Juviley - How To Miss The Ground
Jay Mansfield 22/02/2008
Drummers as singer-songwriters? It's happened before, with mixed results. Marvin Gaye managed it seamlessly, Dave Grohl has had mixed reactions, and the less said about Phil Collins the better.
Juviley is the pseudonym of Israeli musician Or Zubalsky (this is the third or fourth album I've reviewed recently by an individual masquerading under an assumed nom de plume; what's wrong with the name you were given?), who moved from behind his drum kit around the same time he relocated to New York from Israel.
Somewhat surprisingly for a songwriter whose primary instrument is the drums, percussion doesn't dictate Juviley's soundscapes, which are instead informed by understated acoustic guitars, with only occasional accompaniment from lap steel guitar, piano or brass.
Vocally, he's blessed with an in-tune if nasally voice, which on occasion sails too close to being Stuart Murdoch for comfort.
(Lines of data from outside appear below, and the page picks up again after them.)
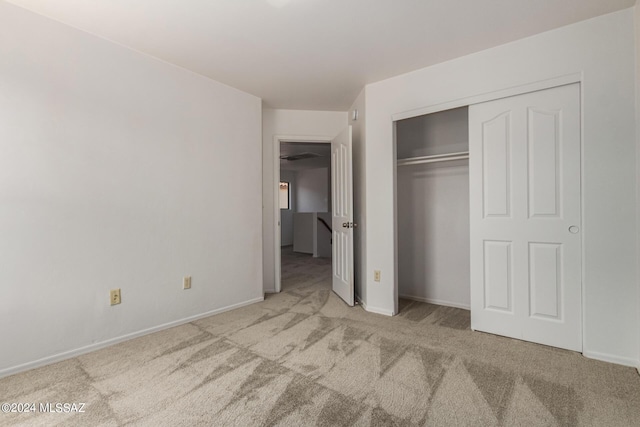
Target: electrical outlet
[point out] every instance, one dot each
(115, 296)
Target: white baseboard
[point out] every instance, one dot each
(626, 361)
(436, 301)
(97, 346)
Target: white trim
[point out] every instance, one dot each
(437, 302)
(374, 309)
(277, 139)
(97, 346)
(626, 361)
(491, 96)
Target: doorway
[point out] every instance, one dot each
(303, 232)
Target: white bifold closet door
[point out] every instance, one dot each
(525, 230)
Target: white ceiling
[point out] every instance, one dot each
(314, 54)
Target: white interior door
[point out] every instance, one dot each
(342, 215)
(524, 170)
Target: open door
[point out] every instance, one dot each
(342, 215)
(524, 172)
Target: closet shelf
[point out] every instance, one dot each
(434, 158)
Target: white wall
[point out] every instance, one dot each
(286, 215)
(113, 168)
(602, 50)
(359, 196)
(312, 190)
(304, 237)
(292, 123)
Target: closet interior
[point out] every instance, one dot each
(432, 189)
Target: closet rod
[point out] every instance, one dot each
(434, 158)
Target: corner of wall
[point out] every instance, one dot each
(637, 43)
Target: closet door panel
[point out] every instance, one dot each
(544, 168)
(498, 280)
(543, 222)
(496, 185)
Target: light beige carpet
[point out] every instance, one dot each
(303, 358)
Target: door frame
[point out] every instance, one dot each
(277, 139)
(492, 96)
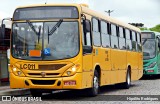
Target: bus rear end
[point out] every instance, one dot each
(151, 55)
(45, 48)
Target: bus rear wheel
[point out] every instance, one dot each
(95, 86)
(35, 92)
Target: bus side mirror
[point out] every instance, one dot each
(159, 43)
(8, 53)
(87, 26)
(87, 49)
(3, 26)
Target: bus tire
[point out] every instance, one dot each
(35, 92)
(95, 85)
(127, 84)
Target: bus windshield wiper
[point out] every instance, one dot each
(33, 28)
(54, 28)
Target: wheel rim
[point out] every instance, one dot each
(96, 84)
(128, 79)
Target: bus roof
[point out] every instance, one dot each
(148, 31)
(109, 19)
(91, 12)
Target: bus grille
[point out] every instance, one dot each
(51, 67)
(43, 82)
(144, 63)
(39, 74)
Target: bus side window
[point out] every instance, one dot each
(114, 38)
(134, 41)
(139, 47)
(105, 37)
(86, 38)
(96, 32)
(128, 40)
(122, 43)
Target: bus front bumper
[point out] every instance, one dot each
(71, 82)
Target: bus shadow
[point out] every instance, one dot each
(150, 77)
(80, 95)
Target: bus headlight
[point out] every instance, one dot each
(152, 65)
(71, 71)
(17, 72)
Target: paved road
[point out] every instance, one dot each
(145, 86)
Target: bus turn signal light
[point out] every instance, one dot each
(150, 71)
(72, 82)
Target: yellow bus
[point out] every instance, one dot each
(69, 46)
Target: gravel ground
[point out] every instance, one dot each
(108, 95)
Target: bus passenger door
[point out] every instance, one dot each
(158, 54)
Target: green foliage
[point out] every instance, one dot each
(156, 28)
(143, 28)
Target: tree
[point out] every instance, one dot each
(156, 28)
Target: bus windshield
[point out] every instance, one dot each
(149, 48)
(55, 40)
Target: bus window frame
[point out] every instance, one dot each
(123, 29)
(99, 31)
(107, 23)
(111, 23)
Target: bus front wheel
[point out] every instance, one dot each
(95, 85)
(35, 92)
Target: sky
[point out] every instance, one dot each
(128, 11)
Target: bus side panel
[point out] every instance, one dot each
(131, 58)
(87, 71)
(115, 65)
(122, 58)
(105, 65)
(140, 65)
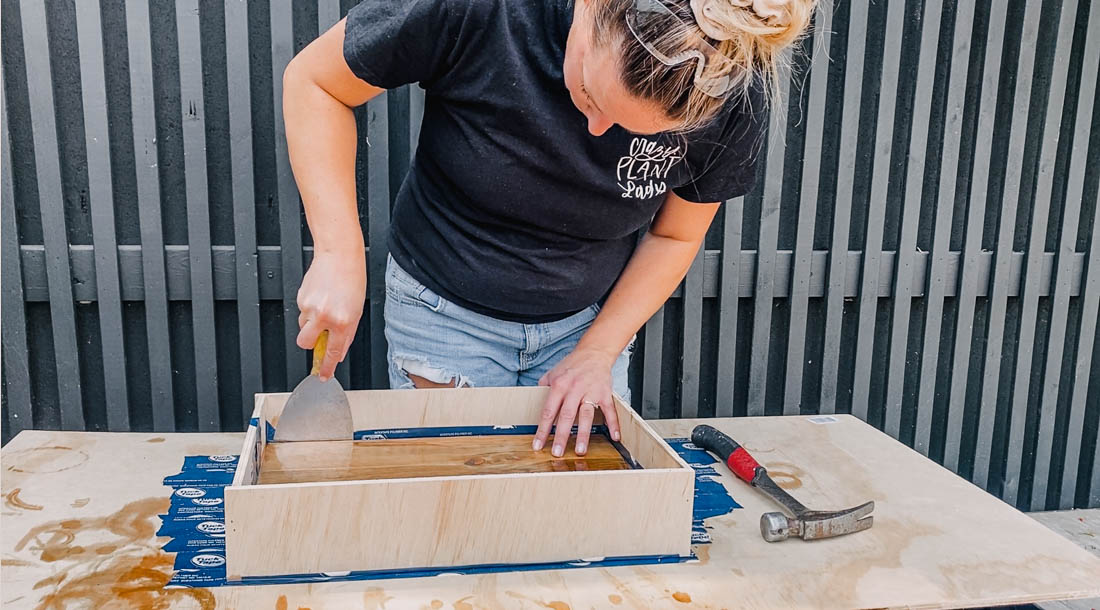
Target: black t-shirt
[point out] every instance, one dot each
(512, 208)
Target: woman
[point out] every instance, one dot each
(553, 133)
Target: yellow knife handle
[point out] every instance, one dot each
(322, 341)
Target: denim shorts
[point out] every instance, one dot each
(443, 342)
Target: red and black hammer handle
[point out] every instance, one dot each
(735, 456)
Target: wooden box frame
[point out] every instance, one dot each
(455, 520)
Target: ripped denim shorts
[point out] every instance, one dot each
(443, 342)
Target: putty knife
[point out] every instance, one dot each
(316, 410)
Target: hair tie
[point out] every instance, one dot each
(708, 14)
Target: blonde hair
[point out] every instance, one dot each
(755, 42)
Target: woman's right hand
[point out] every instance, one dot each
(331, 299)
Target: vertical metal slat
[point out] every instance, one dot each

The comfort zone being of course not being reminded that Belle & Sebastian's dynamic and rambunctious songs are a much more appealing listen. And the 'Muted Charm' is one or two chromosomes away from being 'Dear Diary' by Travis.
Still, there are positives here. Zubalsky has an ear for a pleasant melody and arrangement, and if you're looking for a low key, lo-fi set of songs to suit a particular mood, you could go far worse. That however may prove to be the album's main failing; with no real hooks or points of access, How To Miss The Ground become less an artist's statement of intent and more a compilation of homogenous songs that could at some point in the future soundtrack a television commercial. For mobile phones, perhaps.